Very interesting points, Crepeys. As it is, We are in completely different areas. DH is a Director of Tax and Treasury with an accountancy background. I was in public sector, caring professions. When we met, even though it's comparing apples and oranges, I was more senior in terms of size of dept. (I was managing a team of 42). In truth I was ok about leaving it all behind when DC3 was born. We couldn't afford the childcare on what I was earning and the job did need a full timer. I just wanted to keep my hand in, very part time but it hasn't worked out. I retrained like Herbs so that I could teach at home and still get upset when the family are disruptive and DH can't keep the kids quiet, and then he can go off to work without a backward glance.
The real problem happened however, strangely(but echoes of what MI said) in respect of an organisation where I have been volunteering (professional role but voluntary) for a long time, and then DH got asked to be a trustee…Treasurer in fact. Suddenly everyone there started to ignore me (paranoid) and kept asking me where he was or syphoning him off when we were there as a couple for a 'quiet word'. The CEO once said to me…"Well we'll see your DH at the next board meeting, and you when you're picking up the kids…" I have taken it very badly. It was my place. I am not very nice Sad

herbaceous · 11/07/2014 13:27

If it's just showery we can do food during the rain, and shove them outside as soon as it clears up. Maybe they can entertain themselves collecting snails that the rain brings forth...

CointreauVersial · 11/07/2014 13:31

DH is a grafter, left school with no qualifications, and has slogged his way up the greasy pole to a fairly senior and well-paid position. There has been a promotion dangling in front of him for a few years now (it was scuppered temporarily by the recession/recruitment freeze) but there are signs that it might happen in the next year. He soooo deserves it, and I don't begrudge him his success one bit. Even though I am by far the most academic/qualified there is no way I could do his job, or cope with the attendant politics.

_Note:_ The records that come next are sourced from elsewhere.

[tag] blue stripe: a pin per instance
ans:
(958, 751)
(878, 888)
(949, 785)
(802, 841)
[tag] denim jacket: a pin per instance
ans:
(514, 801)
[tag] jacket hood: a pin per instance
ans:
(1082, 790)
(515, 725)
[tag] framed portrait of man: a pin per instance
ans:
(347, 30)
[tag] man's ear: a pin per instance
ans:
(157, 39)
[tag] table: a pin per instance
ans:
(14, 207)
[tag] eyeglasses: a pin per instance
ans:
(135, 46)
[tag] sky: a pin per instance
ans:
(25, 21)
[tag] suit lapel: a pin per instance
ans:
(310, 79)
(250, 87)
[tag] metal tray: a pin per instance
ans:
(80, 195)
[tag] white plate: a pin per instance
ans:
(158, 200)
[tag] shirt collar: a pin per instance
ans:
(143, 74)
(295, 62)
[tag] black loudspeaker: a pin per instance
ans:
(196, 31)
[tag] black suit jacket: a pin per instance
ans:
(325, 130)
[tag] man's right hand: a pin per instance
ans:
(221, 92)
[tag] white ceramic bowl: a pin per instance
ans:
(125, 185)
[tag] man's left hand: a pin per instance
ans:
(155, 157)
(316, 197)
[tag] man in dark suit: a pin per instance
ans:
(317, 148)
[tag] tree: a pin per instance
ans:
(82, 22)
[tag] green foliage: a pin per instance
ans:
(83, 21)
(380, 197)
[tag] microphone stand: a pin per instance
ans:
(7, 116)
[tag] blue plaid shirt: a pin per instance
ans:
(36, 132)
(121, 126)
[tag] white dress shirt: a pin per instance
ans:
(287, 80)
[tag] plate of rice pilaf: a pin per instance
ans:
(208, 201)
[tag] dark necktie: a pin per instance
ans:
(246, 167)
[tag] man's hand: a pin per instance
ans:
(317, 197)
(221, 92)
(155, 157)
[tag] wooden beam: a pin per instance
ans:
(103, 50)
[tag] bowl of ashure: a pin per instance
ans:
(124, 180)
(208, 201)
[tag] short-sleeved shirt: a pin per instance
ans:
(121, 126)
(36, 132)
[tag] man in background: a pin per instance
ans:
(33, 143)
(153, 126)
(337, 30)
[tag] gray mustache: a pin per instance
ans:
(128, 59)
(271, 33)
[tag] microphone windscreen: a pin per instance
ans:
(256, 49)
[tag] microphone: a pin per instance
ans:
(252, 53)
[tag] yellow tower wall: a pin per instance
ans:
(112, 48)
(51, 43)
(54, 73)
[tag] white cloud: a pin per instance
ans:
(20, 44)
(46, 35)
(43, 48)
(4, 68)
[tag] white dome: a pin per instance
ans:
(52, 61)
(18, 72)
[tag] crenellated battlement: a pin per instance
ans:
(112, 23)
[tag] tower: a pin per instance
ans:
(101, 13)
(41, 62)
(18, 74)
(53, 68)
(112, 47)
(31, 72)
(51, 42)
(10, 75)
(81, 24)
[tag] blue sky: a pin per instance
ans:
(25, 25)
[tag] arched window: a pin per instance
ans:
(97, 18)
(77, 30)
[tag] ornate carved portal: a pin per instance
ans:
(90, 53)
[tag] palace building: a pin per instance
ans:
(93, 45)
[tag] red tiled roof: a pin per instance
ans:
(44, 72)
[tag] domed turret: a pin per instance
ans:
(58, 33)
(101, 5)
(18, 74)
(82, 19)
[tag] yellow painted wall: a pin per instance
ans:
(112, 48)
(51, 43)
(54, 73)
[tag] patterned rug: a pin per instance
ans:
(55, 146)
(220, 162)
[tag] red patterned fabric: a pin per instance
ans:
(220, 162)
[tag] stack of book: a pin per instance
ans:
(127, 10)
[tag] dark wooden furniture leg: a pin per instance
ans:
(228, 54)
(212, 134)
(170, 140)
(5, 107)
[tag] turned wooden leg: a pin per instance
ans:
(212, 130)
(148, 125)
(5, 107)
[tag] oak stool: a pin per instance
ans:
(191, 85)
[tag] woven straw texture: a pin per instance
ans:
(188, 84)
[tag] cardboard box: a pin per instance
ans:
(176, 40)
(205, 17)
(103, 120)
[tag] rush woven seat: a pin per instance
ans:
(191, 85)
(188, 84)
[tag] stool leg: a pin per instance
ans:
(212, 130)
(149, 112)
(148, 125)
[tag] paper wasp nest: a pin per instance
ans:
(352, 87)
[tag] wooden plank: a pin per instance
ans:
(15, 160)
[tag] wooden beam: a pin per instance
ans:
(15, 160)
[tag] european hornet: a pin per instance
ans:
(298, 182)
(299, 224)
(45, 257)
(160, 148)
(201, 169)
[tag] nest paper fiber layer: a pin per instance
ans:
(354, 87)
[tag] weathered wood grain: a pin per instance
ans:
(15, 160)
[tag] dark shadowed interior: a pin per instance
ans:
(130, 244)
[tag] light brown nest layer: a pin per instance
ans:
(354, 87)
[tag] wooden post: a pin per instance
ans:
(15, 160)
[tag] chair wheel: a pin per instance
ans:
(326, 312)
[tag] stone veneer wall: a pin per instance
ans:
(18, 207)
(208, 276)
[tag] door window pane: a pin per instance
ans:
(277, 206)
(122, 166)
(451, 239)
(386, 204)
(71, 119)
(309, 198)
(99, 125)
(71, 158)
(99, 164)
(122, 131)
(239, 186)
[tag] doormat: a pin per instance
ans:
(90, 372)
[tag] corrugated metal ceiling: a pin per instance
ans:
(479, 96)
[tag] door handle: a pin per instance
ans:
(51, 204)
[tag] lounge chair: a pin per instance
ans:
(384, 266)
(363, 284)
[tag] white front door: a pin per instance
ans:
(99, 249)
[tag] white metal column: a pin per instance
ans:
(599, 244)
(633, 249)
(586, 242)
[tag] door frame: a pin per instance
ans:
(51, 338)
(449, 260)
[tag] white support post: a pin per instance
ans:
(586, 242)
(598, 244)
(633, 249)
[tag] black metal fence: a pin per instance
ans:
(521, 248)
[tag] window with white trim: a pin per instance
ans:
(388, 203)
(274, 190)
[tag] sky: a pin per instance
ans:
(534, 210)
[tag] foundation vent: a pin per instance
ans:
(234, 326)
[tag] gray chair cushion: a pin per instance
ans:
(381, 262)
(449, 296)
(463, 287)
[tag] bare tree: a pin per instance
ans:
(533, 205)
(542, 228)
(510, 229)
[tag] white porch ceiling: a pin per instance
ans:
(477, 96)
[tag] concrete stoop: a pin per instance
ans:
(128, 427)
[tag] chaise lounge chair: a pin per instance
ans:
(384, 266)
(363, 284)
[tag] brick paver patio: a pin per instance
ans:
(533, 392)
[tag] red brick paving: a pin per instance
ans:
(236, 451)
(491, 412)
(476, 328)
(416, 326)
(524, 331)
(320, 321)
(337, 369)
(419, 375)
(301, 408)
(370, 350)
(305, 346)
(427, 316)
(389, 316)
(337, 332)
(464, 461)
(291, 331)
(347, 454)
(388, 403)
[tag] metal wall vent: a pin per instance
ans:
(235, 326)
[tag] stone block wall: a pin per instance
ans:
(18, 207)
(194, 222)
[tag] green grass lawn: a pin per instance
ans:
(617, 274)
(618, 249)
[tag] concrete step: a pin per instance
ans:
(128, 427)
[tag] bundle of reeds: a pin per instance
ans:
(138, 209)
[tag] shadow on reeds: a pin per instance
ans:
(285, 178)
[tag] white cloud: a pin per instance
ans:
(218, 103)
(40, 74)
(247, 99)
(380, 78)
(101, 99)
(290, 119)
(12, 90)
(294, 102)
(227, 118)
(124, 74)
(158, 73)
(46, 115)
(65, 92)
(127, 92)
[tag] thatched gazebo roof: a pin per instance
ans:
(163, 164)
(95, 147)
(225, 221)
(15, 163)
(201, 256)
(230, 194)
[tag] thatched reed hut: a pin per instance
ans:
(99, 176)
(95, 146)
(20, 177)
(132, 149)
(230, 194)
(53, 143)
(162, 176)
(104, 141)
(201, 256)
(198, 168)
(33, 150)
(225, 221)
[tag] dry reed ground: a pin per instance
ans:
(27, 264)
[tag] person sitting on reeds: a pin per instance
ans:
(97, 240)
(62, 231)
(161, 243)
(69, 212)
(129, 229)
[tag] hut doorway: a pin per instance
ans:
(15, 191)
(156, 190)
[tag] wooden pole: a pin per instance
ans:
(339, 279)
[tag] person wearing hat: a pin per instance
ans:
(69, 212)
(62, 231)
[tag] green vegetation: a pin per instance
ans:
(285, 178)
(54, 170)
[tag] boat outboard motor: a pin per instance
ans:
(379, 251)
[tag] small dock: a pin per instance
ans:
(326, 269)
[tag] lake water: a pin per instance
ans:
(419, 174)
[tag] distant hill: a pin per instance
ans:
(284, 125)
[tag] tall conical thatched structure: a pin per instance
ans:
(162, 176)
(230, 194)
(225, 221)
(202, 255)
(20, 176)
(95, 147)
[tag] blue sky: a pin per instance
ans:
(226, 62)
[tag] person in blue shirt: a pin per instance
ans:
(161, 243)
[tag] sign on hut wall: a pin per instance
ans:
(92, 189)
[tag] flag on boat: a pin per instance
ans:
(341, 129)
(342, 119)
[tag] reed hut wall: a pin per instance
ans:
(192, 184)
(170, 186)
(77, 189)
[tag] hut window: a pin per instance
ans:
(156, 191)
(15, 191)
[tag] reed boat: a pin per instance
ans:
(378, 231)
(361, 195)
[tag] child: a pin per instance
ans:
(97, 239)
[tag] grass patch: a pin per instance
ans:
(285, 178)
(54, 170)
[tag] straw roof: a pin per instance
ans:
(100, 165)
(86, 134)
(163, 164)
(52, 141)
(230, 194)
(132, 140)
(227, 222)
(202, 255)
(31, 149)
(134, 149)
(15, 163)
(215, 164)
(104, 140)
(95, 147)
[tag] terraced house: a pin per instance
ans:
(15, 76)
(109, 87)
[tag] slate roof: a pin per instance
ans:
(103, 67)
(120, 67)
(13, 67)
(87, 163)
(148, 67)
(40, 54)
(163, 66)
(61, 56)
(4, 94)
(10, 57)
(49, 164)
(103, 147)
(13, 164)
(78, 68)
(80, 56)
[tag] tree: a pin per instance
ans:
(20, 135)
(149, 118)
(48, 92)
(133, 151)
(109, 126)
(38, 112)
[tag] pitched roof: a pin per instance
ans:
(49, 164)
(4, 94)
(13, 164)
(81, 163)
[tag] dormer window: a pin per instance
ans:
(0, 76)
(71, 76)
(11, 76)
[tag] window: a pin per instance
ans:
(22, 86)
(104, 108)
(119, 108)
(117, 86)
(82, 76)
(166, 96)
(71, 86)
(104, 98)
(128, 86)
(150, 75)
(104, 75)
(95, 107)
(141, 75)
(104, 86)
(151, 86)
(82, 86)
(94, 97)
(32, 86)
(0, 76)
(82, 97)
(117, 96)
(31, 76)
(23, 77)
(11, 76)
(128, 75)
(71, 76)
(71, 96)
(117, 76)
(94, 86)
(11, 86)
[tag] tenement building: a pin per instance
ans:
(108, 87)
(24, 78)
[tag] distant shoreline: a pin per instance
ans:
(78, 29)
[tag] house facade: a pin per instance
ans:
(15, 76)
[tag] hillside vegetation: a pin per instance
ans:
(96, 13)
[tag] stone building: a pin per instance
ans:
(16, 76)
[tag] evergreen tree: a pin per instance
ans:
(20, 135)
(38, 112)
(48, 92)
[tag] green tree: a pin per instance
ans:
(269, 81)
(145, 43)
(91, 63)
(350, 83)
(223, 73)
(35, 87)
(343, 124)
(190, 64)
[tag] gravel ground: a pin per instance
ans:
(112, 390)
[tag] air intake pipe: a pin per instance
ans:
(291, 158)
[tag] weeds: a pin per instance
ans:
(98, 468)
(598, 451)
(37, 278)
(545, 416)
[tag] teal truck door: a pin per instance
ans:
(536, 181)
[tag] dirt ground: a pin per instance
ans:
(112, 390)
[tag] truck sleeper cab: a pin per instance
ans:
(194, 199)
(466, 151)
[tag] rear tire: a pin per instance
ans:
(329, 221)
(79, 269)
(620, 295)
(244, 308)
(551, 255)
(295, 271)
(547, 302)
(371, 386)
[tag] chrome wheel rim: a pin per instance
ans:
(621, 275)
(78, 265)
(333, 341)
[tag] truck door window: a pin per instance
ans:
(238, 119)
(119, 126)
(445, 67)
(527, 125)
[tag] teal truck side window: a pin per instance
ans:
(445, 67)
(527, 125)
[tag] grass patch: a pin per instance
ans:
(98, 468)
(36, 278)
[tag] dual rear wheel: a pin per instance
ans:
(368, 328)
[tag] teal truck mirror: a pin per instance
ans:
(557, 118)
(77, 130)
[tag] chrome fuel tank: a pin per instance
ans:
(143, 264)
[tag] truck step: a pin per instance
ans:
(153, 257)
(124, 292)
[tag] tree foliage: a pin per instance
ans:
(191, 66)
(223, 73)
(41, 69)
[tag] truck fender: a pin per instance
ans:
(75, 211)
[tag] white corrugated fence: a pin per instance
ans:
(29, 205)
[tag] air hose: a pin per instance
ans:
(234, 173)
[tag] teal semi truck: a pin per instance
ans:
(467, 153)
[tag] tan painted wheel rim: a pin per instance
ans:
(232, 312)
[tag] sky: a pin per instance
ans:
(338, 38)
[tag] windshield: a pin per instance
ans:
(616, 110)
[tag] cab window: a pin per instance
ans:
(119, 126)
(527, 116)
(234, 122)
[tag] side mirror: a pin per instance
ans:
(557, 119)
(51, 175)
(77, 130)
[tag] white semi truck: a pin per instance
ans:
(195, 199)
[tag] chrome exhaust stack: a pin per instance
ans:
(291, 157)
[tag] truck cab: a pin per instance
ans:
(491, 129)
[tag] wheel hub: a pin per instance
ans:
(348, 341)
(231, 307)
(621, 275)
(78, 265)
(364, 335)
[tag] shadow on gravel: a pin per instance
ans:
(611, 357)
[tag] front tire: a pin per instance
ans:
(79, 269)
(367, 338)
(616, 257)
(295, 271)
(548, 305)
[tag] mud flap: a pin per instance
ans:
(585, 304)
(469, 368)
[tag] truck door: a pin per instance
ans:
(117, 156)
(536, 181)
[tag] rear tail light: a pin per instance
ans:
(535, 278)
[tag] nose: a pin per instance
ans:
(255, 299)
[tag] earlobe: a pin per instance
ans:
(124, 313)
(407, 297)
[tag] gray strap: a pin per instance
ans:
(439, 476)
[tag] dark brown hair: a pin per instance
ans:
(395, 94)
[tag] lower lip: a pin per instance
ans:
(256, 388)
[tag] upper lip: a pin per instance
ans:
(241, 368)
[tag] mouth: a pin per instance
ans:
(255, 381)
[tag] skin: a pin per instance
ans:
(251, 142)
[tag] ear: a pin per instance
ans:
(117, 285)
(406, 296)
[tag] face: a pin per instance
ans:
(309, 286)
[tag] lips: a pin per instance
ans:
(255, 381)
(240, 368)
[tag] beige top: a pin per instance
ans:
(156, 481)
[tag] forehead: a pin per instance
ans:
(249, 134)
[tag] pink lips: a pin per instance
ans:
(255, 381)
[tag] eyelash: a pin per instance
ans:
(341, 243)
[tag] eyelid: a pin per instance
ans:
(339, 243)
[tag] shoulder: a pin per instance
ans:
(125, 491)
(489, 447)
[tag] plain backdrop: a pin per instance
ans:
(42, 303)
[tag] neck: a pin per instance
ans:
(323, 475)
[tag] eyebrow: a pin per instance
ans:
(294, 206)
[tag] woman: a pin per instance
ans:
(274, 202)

Sometimes he comments that I really should get myself a better job, but he knows I'm in the perfect position - flexible, local employer, work-life balance etc etc - and that is not something I'm prepared to trade while the DCs are still at school. Even if my pay is rubbish and I could do the job in my sleep.

(DH's Irish mama is far from pushy, though. He doesn't recall her taking any interest in his schooling or career choices).

OP posts:
bigTillyMint · 11/07/2014 13:35

Oh dear Herbs. Fingers crossed for you!
We have friends coming on Saturday evening (plus DD and her mates pre-party they are going to) for a BBQ in the garden. It's not looking good and we can't really sit in the kitchen and the sitting room is full of boxes...

Ah Rose, that must be very frustrating for you - don't blame you for being pissed off!

Blackduck · 11/07/2014 13:51

Hope the weather holds off/up for everyone this weekend.
I'm slumped on the bed having down the laundry and dishwasher and walked over the hill and done some shopping.

I am very glad I took the day off!

motherinferior · 11/07/2014 13:53

Rose, I sympathise madly. I used to find being treated as Alcoholic Ex's secretary on the phone incredibly humiliating. And I am not looking forward to the weeks of the summer when the kids are around - and having said DP steps up to the plate he does rather assume that I will sort out working while they're about. (I have an office door that shuts. This helps massively.)

I would hate to do what DP does. And would be dreadfully bad at it. Conversely, words fail me at how terrible he'd be as a journalist.

Herbs, that is SO UNFAIR. It's unfair to a point of teenage Kevinesque eye-rolling.

herbaceous · 11/07/2014 13:54

DP's Irish mama didn't push him at all either - a matter of some irritation to him, I believe. He still got a degree, but was the first in his family ever to have even got A levels, I think. This sense of grafting has stayed with him. I, however, who always had someone pushing me up the hill, am a lazy bugger.